Would you happen to have a picture of your buddies SRA with the mud lites?


----------



## gpinjason (Nov 10, 2009)

Sorry I don't.. He might, I can find out... he's on here somewhere... but I don't think he has any pics uploaded.. his name is uppidycon on here

He actually had them on his Eiger first, then bought the brute cuz the Eiger took on water and he wanted a new bike... then he got the Eiger fixed, put the tires back on it and bought 30" mudlites for the Brute


----------



## Muddy Brute Force (Dec 17, 2008)

Give me a few days and I will be able to show you what they look like on a Brute 650 SRA. I ordered 2 - 28x10x12 and 2 - 28x12x12 for mine today. BTW, I have the ITP SS106 Wheels, so I am hoping that they are going to look good when I get them mounted.


----------



## Trever (Feb 12, 2010)

That will be awesome!! Id love to see a picture!!!

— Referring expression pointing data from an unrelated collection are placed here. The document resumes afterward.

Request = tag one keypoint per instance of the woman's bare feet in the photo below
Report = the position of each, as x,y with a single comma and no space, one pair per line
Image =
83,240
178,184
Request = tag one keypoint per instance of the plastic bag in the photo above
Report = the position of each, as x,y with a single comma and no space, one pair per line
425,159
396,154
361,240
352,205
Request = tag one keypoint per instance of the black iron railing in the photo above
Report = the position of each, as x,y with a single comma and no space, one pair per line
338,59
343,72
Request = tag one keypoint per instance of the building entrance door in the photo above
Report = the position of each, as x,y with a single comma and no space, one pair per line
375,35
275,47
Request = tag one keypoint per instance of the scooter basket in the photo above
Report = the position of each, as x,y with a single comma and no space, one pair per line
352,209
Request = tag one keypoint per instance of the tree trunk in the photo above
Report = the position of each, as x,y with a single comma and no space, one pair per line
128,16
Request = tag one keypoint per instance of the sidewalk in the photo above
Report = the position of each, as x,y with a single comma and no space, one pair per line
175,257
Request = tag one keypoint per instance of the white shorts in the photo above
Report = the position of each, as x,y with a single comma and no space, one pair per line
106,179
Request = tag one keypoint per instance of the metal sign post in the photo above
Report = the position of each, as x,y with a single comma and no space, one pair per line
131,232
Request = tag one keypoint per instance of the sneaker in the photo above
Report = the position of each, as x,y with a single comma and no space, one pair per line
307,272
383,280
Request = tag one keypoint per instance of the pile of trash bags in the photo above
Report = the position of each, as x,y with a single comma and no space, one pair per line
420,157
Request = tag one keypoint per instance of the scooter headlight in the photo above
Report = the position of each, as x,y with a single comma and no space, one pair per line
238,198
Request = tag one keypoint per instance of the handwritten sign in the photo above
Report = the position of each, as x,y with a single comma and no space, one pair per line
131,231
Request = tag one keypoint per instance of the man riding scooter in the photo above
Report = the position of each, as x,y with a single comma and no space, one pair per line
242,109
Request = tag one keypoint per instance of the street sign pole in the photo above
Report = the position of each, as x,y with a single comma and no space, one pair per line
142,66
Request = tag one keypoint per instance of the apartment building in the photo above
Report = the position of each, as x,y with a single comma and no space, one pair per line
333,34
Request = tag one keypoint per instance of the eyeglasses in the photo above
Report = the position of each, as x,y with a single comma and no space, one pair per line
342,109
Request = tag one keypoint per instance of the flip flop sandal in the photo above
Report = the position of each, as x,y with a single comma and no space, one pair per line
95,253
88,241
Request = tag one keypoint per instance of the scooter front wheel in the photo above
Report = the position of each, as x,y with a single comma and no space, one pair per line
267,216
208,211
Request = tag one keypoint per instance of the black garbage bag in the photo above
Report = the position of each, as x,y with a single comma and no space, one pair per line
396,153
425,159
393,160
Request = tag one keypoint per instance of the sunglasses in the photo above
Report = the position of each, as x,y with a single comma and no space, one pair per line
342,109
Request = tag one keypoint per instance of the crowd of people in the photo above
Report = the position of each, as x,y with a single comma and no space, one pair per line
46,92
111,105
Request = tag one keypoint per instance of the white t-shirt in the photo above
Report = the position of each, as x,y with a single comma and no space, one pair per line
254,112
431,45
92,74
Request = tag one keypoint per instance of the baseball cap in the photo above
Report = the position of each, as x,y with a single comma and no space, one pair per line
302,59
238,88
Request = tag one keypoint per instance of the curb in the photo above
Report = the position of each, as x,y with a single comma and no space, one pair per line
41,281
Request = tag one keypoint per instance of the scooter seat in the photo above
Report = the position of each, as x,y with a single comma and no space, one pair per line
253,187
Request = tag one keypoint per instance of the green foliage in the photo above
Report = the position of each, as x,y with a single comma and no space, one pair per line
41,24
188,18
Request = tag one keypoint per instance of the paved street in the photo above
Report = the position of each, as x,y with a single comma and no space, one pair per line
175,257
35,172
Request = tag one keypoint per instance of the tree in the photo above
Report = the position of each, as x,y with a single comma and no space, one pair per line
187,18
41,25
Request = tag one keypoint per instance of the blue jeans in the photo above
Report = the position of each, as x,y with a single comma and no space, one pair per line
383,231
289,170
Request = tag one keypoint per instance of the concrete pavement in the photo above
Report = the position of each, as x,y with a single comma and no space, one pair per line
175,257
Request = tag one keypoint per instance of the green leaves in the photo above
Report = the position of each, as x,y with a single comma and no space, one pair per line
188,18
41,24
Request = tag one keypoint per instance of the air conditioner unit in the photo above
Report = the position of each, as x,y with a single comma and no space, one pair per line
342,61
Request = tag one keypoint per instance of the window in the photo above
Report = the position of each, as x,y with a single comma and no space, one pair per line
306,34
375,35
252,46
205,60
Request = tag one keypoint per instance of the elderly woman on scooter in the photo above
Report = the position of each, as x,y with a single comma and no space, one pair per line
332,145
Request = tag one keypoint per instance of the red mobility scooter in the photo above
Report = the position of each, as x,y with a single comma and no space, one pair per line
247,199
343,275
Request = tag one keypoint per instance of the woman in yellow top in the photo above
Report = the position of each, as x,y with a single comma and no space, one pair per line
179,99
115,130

I really like them 106 wheels you have but ITP has discontinued them and I cant get a set anymore!


----------



## Trever (Feb 12, 2010)

Muddy Brute Force said:


> Give me a few days and I will be able to show you what they look like on a Brute 650 SRA. I ordered 2 - 28x10x12 and 2 - 28x12x12 for mine today. BTW, I have the ITP SS106 Wheels, so I am hoping that they are going to look good when I get them mounted.


 
Any update on the zillas? Looking forward to seeing what they look like!


----------



## rhelms (Sep 18, 2009)

gpinjason said:


> Yeah they fit with absolutely no problems.. 10's in the front and 12's in the rear also..
> 
> I'm running 28-10-12 silverbacks all the way around on stock rims on my 650i with no issues


How well do the pink and lime green springs work with those tires? Thinking about gettin the same tires soon.


----------



## gpinjason (Nov 10, 2009)

They do pretty good... I was thinking about trying out the Maroon primary though... the Pink has no stall at all, and it makes it hard to do wheelies... But as far as turning the tires, it does a good job at keeping them moving... I like to slow crawl hills and stuff when I can, and I can just ease into the throttle and the belt doesn't slip at all...


----------